The intrinsic value of an SSAR award is calculated as the in-the-money value, or difference between the base price of an SSAR and the closing stock price of $51.46 as of December 31, 2018, multiplied by the
 
number of shares subject to the SSAR. Mr. Thiry's SSARs included in the tables above had no intrinsic value as of December 31, 2018 because their base price exceeded the closing stock price on December 31, 2018. The intrinsic value of PSUs reflects the payouts actually achieved for PSUs associated with performance periods that have ended as of December 31, 2018 and the estimated payouts for PSUs associated with performance conditions still outstanding as of December 31, 2018, in each case with those shares valued at the closing stock price of $51.46 as of December 31, 2018. The intrinsic value of RSUs is calculated based on the closing stock price of $51.46 as of December 31, 2018.

36
 
 



Stockholder Interest Alignment
Our executive compensation is designed to reflect our pay-for-performance philosophy and to align the interests of our executives with the long-term interests of our stockholders. In 2018, our executives received all long-term incentive compensation in the form of equity compensation comprised of SSARs, RSUs and PSUs. We believe that long-term, capital-efficient growth is aligned with the creation of stockholder value
and that using adjusted earnings per share as a performance metric focuses executives on maximizing long-term stockholder value and imposes further discipline on the type of development and acquisition-driven growth that we evaluate and in which we invest. As a result, the Compensation Committee selected adjusted earnings per share as the performance metric for 75% of the PSUs granted to NEOs in 2018.
 
Relative total shareholder return ("Relative TSR") represents the performance metric for the remaining
25% of PSUs granted to NEOs in 2018. Relative TSR is measured by comparing the return on an investment in DaVita to an investment in the S&P 500 index.

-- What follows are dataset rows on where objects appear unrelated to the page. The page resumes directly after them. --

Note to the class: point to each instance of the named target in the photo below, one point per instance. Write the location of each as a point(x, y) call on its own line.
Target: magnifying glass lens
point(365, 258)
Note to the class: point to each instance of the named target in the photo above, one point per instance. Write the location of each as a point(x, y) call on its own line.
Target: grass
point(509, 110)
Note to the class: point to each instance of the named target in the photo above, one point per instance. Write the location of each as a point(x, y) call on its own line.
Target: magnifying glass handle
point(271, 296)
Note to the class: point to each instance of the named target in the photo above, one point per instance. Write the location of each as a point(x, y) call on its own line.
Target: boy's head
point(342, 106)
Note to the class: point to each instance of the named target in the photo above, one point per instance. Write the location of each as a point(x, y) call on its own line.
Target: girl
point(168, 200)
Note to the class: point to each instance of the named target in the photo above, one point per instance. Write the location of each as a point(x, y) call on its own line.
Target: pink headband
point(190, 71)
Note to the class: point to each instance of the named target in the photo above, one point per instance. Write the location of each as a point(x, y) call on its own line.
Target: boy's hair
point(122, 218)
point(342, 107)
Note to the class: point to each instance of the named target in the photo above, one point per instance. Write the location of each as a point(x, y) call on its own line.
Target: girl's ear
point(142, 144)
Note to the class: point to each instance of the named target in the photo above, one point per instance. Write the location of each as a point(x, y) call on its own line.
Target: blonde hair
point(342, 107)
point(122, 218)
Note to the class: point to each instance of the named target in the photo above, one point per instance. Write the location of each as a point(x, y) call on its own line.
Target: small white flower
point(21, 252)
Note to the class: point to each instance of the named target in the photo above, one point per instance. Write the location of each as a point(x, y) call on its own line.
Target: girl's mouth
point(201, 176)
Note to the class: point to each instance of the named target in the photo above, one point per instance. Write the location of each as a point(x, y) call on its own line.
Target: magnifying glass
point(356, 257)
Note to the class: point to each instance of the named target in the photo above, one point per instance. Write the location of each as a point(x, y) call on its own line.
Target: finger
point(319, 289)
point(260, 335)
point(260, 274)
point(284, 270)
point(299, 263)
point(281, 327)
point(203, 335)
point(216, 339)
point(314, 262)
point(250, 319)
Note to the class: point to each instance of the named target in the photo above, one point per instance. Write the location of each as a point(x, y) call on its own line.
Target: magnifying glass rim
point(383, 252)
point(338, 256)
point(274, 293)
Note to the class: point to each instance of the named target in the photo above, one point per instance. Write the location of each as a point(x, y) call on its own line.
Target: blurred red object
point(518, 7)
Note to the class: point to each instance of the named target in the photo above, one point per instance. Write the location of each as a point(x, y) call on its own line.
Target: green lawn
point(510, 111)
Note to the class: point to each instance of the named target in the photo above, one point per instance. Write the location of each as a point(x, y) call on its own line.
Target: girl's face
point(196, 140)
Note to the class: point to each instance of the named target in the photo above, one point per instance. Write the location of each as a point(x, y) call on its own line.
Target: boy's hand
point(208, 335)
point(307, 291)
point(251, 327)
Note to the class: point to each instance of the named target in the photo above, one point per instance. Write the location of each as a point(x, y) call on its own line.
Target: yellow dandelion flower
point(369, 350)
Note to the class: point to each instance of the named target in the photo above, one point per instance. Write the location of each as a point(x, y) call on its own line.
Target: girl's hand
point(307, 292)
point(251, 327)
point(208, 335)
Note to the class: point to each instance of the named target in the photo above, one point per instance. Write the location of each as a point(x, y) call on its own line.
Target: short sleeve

The CEO's equity mix is driven by ensuring 50% of the equity opportunity is in the form of PSUs tied to long term financial and Relative TSR performance. The other NEOs had, on average, 45% of their equity opportunity in the form of PSUs and on average 27% of their equity opportunity in the form of SSARs. As discussed further in subsection titled "—Elements of Compensation—Highlights of 2019 Executive Compensation Program" as part of changes for the 2019 annual executive compensation program, all of the NEOs received 50% of the value of their 2019 long-term incentive compensation in the form of PSUs.

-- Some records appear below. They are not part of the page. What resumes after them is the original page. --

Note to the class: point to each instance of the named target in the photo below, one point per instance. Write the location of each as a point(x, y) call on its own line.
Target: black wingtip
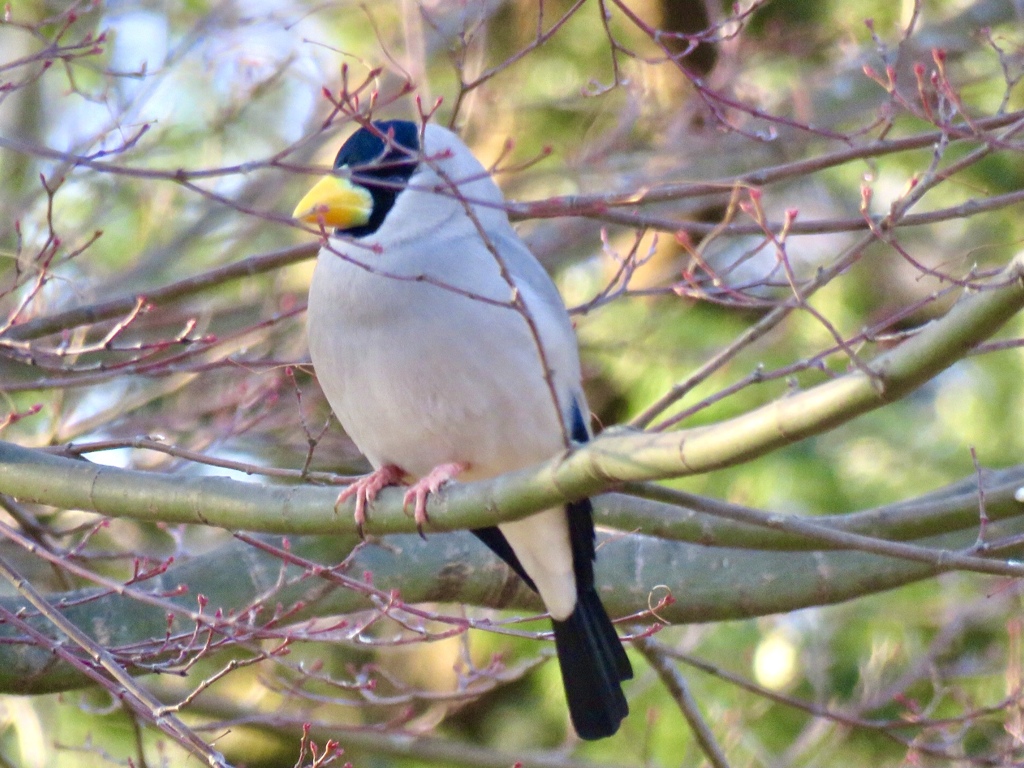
point(593, 664)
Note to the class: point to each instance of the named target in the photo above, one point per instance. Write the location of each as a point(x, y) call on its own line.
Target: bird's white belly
point(450, 380)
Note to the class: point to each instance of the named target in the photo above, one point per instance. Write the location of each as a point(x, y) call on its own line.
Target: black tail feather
point(593, 664)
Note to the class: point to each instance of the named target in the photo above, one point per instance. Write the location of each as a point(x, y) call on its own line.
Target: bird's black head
point(383, 160)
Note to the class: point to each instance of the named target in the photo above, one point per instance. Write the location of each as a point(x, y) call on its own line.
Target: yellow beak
point(336, 202)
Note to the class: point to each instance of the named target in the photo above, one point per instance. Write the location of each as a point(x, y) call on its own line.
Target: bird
point(445, 351)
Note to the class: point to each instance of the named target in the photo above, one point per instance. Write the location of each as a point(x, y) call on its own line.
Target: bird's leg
point(366, 489)
point(430, 483)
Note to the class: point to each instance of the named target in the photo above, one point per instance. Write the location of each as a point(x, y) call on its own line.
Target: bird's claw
point(431, 483)
point(366, 489)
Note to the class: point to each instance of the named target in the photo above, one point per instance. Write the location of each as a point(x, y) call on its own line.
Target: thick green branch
point(613, 458)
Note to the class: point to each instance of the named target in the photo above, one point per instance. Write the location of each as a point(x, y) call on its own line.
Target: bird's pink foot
point(430, 483)
point(366, 489)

The following charts illustrate the allocation of the annual equity awards among SSARs, PSUs and RSUs that the CEO and the other NEOs were granted with respect to their annual 2018 awards. In designing the 2018 executive compensation program, the Compensation Committee provided all of the CEO’s long-term incentive grants in the form of PSUs and RSUs rather than the prior mix of SSARs and PSUs. This change was made in order to further align the CEO’s compensation mix with market data and to supplement the retentive aspect of the program with RSUs in light of the fact that the CEO’s equity grants had been delivered entirely in the form of performance-based compensation (PSUs and/or SSARs) since 2014.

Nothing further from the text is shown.